Photographer Jingna Zhang has lost her case accusing artist Jeff Dieschburg of copyright infringement. The Luxembourg courts ruled on December 7th that the artist was not infringing on Zhang’s work due to “insufficient originality in the photo”.
Jingna Zhang has responded to the ruling, saying that she is “devastated by the copyright ruling in Luxembourg today, which stated that my work lacks originality and therefore will not receive copyright protection in Luxembourg.”
The original photograph was taken by Singaporean photographer Jingna Zhang. The story blew up when she noticed Dieschburg’s image when he exhibited the work at the Strassen contemporary art biennial at the end of May. The resemblance is obviously striking, with the artist even admitting that he used the photograph as a reference image.

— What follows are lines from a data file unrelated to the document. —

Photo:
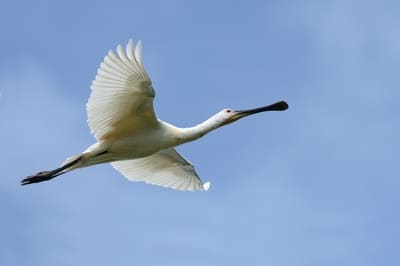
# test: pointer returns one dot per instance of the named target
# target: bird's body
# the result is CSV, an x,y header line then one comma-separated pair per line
x,y
129,135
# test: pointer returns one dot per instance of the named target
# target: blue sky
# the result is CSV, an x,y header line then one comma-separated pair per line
x,y
316,185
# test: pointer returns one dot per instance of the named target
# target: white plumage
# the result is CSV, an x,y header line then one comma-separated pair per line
x,y
140,146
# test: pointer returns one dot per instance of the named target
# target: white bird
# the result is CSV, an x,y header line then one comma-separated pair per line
x,y
129,135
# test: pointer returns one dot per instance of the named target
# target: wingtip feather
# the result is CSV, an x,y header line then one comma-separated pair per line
x,y
206,186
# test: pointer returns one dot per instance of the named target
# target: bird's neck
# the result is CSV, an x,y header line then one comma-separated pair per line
x,y
192,133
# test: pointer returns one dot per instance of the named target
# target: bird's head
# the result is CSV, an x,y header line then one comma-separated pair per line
x,y
227,116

The two were unable to come to an agreement over the matter, and Zhang decided to take the artist to court over the matter. Unfortunately, yesterday’s ruling did not favor the photographer.
“The basis of the judge’s ruling was that the model’s pose in my photo is not unique. But how can a photo’s copyright be based on a pose alone?” writes Zhang. “If having a unique pose is the premise for copyright protection of an image, then nearly all portrait works in the world will not have copyright protection.”
That’s a very good point. The creation of a photograph, particularly a portrait, requires so much more than just having the subject sit in a certain position. The lighting, colors, props, and styling, all come together to create the whole image.
This ruling effectively allows anyone in Luxembourg to freely and openly exploit, sell, license, and use my work without permission or respect for my rights, despite recognizing me as the copyright holder of my work.
This simply goes against the very principles of copyright law.
– Jingna Zhang
The very fact that Zhang has lost this case in such a blatant infringement really makes a mockery of existing copyright laws. She has vowed to appeal the court’s decision saying that the decision is “not only an injustice for myself but a worrying danger for the entire art and photography community.”
I am devastated by the copyright ruling in Luxembourg today, which stated that my work lacks originality and therefore…
In these times of AI scraping the internet for artists’ and photographers’ work and replicating their styles, this is probably not the first time we will see such cases. Of course, this is not AI but a physical human that really should have known better. But the fact remains: copyright protection is perhaps not as bulletproof as we are led to believe.
Zhang caused a stir last year when she revealed her intentions to quit fashion photography because of racism in the Western fashion world.